Afterwards, we had time to tour the fort, though our time was mercifully short. We’d been forced to park along the street some blocks away, unable to find the slots provided for turtles like us. The sign said, “One hour parking only.” Good news! Definitive bounds on the time we had at our disposal, limits for our tour of history with the promise of a fine for dawdling at historic sites. We spent an hour and a half, but were missed by the local Meter Maids. They perhaps knew already that we’d suffered rejection at the City Park in Jacksonvile (intentional misspelling).
The question topmost in my mind, as it is with many of these elaborate fortifications is, “Why is it here? What were they so determined to protect? What did men fight and die to have here?” As with many parks and local oddities that attract national and international attention, there was cruising through town a little tourist train loaded with the infirm, the obese and the indolent rich. The driver, whose job it was to fill the empty time with bits and pieces of information about the various sites and their prospective interest, provided a possible answer to my questions as he shouted over the trains public address system.
“St. Augustine is home to the first 9-Hole golf course in the United States.”
That would certainly fill in some blanks in my mind, but would men fight and die for the privilege of a game of golf? Perhaps for 18 holes, but for 9? Golf was invented in Scotland so, were there any Highlanders in the British regiment I can see them being quite vigorous for the chance to play, especially after a long sea voyage. But, it’s a stretch.
Why would anyone in their right mind want this piece of soil, ridden as it is with humidity, mosquitoes, sand fleas and hurricanes? The exhibit provided the answer: to protect the lucrative Caribbean trade routes. Spain was apparently the envy of its Renaissance neighbors in the 17th century largely due to their land holdings and trading posts in the U.S. and Caribbean islands. With land prices as high as they are in modern-day Florida one can well-imagine that property was a hot commodity so many years back. Regarding the trade routes one has to wonder if it was the Spanish who invented the “Cruise.” Were the islands as popular as they are today for vacationers? Were there resorts then as there are now? Did people think about scuba-diving and parasailing in the tropical waters yesterday as much as today? Surely they’d have cried for some relief from the constant nag of high humidity and mosquitoes.

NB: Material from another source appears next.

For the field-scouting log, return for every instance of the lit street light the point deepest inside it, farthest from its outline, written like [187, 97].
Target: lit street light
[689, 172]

None of the above. Spain did however bring back “exotic dyes, sugar, tobacco, chocolate, pearls, hardwoods, silver and gold.” That’s good stuff, worth giving one’s life for. I am skeptical that the ones spilling their blood ever saw any of that wealth, but that is beside the point; someone got their mitts on it and someone else paid dearly for it.
Not much has changed in Florida. Mosquitoes, humidity and hurricanes still have their way with the tropical paradise, and while we never came close to giving our lives for any of the valuable stuff there, we certainly paid dearly for it. The kids parted company with their hard-earned dollars at the gift shop and we have come away slightly more historically informed than we were, and highly entertained by the local historians dressed in period garb.
Gracias, Fort Castillo de San Marcos!